Question:

I found the passages that relate to the sins of the father, maybe you can give me a view on what they mean. I see how people can make their case, but let me know what it all means, or if needed, put it into context.

"You shall not worship them or serve them; for I, the LORD your God, am a jealous God, visiting the iniquity of the fathers on the children, on the third and the fourth generations of those who hate Me" (Exodus 20:5).

"Who keeps lovingkindness for thousands, who forgives iniquity, transgression and sin; yet He will by no means leave the guilty unpunished, visiting the iniquity of fathers on the children and on the grandchildren to the third and fourth generations" (Exodus 34:7).

"You shall not worship them or serve them; for I, the LORD your God, am a jealous God, visiting the iniquity of the fathers on the children, and on the third and the fourth generations of those who hate Me" (Deuteronomy 5:9).

"Who shows lovingkindness to thousands, but repays the iniquity of fathers into the bosom of their children after them, O (great and mighty God The) LORD of hosts is His name" (Jeremiah 32:18).

OK, so now I have a little more understanding, but I'm still a little confused. I was reading the grape thing rejecting the parable about sin inherited from the the father, but was it true until God said it wasn't to be used anymore or did God mean something else by it, or did He just eventually reject it? I am confused.


Answer:

"The word of the LORD came to me again, saying, "What do you mean when you use this proverb concerning the land of Israel, saying: 'The fathers have eaten sour grapes, And the children's teeth are set on edge'? As I live," says the Lord GOD, "you shall no longer use this proverb in Israel. Behold, all souls are Mine; The soul of the father As well as the soul of the son is Mine; The soul who sins shall die" (Ezekiel 18:1-4).

God tells us that a proverb was circulating among the Israelites, which was to no longer be used. You are right that it is similar to statements found in a number of places in the Old Testament. It is likely that this is were the proverb originated.

Ezekiel isn't the only recording of condemnation of the proverb. "And it shall come to pass, that as I have watched over them to pluck up, to break down, to throw down, to destroy, and to afflict, so I will watch over them to build and to plant, says the LORD. In those days they shall say no more: 'The fathers have eaten sour grapes, And the children's teeth are set on edge.' But every one shall die for his own iniquity; every man who eats the sour grapes, his teeth shall be set on edge" (Jeremiah 31:28-30).
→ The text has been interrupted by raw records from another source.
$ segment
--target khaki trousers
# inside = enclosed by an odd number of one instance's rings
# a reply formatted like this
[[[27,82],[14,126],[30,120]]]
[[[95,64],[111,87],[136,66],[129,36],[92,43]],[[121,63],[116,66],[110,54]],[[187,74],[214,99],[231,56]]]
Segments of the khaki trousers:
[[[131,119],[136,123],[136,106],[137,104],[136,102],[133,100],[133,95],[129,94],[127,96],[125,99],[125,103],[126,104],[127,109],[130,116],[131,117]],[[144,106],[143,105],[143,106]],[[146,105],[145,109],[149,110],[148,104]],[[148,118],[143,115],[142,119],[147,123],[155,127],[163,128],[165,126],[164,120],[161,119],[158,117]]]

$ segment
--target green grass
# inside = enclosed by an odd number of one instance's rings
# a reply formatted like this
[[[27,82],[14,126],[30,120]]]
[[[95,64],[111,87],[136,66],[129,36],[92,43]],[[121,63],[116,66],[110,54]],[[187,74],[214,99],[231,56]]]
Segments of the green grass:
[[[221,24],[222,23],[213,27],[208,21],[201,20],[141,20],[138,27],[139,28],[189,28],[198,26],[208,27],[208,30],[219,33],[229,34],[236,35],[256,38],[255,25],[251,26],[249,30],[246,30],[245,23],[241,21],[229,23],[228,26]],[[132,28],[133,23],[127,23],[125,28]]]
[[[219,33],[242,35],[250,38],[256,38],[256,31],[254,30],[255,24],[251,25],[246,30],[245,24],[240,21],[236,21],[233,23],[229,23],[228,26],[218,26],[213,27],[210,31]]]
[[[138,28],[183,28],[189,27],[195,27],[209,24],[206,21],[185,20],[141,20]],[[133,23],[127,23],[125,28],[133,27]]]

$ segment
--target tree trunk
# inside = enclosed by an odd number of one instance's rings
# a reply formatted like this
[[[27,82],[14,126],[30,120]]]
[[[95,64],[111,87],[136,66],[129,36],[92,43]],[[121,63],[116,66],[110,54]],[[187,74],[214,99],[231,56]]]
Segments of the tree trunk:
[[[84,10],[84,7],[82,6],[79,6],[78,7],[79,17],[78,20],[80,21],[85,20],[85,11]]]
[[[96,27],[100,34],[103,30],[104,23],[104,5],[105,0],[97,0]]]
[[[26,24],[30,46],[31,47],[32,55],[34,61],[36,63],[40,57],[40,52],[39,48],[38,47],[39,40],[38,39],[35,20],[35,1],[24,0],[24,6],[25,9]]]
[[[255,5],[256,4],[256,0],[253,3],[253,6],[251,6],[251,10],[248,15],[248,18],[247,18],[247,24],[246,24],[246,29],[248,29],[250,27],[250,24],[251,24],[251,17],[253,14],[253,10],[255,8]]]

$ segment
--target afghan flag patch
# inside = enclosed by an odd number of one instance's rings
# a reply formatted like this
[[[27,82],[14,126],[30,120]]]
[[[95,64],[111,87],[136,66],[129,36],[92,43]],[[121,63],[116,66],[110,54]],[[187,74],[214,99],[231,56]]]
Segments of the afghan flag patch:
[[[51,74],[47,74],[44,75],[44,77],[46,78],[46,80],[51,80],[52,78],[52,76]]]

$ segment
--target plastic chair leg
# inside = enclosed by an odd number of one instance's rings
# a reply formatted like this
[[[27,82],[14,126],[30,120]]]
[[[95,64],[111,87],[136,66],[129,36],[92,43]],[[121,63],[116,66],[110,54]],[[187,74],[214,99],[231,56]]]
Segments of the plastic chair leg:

Why was this proverb being quoted? "Our fathers sinned and are no more, but we bear their iniquities" (Lamentations 5:7). The people were using it to excuse themselves from blame. The reason we are being destroyed, they would say, is because our ancestors had sinned and now we must bear the burden of their sins. The problem is that the proverb and they are ignoring the fact that the children were continuing the sins of their fathers. ""Behold, it is written before Me: I will not keep silence, but will repay - even repay into their bosom- your iniquities and the iniquities of your fathers together," says the LORD, "who have burned incense on the mountains and blasphemed Me on the hills; therefore I will measure their former work into their bosom"" (Isaiah 65:6-7).

God was very clear, even before the prophets explained further, that individuals bear the responsibility of their own sins. "Fathers shall not be put to death for their children, nor shall the children be put to death for their fathers; a person shall be put to death for his own sin" (Deuteronomy 24:16).

So what about all those verses? Take a look at them more closely and see what was left out in the proverb because it was not an exact quote.

"You shall not bow down to them nor serve them. For I, the LORD your God, am a jealous God, visiting the iniquity of the fathers on the children to the third and fourth generations of those who hate Me" (Exodus 20:5; Deuteronomy 5:9).

"Keeping mercy for thousands, forgiving iniquity and transgression and sin, by no means clearing the guilty, visiting the iniquity of the fathers upon the children and the children's children to the third and the fourth generation" (Exodus 34:7).

"You show lovingkindness to thousands, and repay the iniquity of the fathers into the bosom of their children after them - the Great, the Mighty God, whose name is the LORD of hosts. You are great in counsel and mighty in work, for your eyes are open to all the ways of the sons of men, to give everyone according to his ways and according to the fruit of his doings" (Jeremiah 32:18-19).

These are statements that God will not grow weary punishing the people, even if they continue in the same sins generation after generation. Unlike some parents who give up after little Johnny lied to them five times in a row, despite being punished, and then decide it isn't worth the effort. The Israelites were wrong in saying that they were being sent into captivity because their ancestors sinned. They were going because they were continuing the sins of their fathers.